Insulin was the first genetically engineered hormone to be made commercially available for human use.

CLONING AND GENETIC ENGINEERING OF INSULIN

Insulin was the first genetically engineered hormone to be made commercially available for human use. Before cloned human insulin was available, people with diabetes had to give themselves injections of insulin extracted from the pancreas of animals such as cows or pigs. Although this worked well on the whole, occasional allergic reactions occurred, usually to low-level contaminants in the extracts. Today, genuine human insulin (Humulin, marketed by Eli Lilly Inc.) made by recombinant bacteria is available.
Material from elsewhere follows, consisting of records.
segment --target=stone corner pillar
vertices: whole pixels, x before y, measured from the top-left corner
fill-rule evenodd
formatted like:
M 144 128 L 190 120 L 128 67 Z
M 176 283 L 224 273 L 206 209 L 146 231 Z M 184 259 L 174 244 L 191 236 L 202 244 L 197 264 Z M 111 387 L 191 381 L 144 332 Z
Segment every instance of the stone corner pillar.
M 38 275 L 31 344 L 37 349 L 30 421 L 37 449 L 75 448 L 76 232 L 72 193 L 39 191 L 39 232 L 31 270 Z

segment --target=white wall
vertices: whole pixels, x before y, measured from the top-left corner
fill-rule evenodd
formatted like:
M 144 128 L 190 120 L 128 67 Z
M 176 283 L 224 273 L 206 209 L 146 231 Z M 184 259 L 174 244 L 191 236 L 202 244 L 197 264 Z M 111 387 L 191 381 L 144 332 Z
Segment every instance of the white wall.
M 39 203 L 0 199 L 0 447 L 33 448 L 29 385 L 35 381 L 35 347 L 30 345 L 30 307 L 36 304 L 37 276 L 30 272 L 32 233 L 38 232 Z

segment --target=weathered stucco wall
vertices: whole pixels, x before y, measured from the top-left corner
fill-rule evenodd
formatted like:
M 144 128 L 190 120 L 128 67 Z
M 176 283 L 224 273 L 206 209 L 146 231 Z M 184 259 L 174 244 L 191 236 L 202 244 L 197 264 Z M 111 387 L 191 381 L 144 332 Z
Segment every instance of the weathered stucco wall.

If the insulin gene is cloned and directly expressed in bacteria, preproinsulin would be made. Because bacteria lack the mammalian processing enzymes, the preproinsulin would not be converted into insulin (see Fig. 19.15 ). In practice, there are two possible solutions to this problem. The first is to purify the preproinsulin and then treat it with enzymes that convert it into insulin. This means the processing enzymes must be manufactured as well. Clearly this is overly complex. The solution chosen was to make two artificial mini-genes , one for the insulin A-chain and the other for the insulin B-chain ( Fig. 19.18 ).




Two pieces of DNA, encoding the two insulin chains, were synthesized chemically. The two DNA molecules were inserted into plasmids that were put into two separate bacterial hosts. Thus, the two chains of insulin were produced separately by two bacterial cultures. They were then mixed and treated chemically to generate the disulfide bonds linking the chains together.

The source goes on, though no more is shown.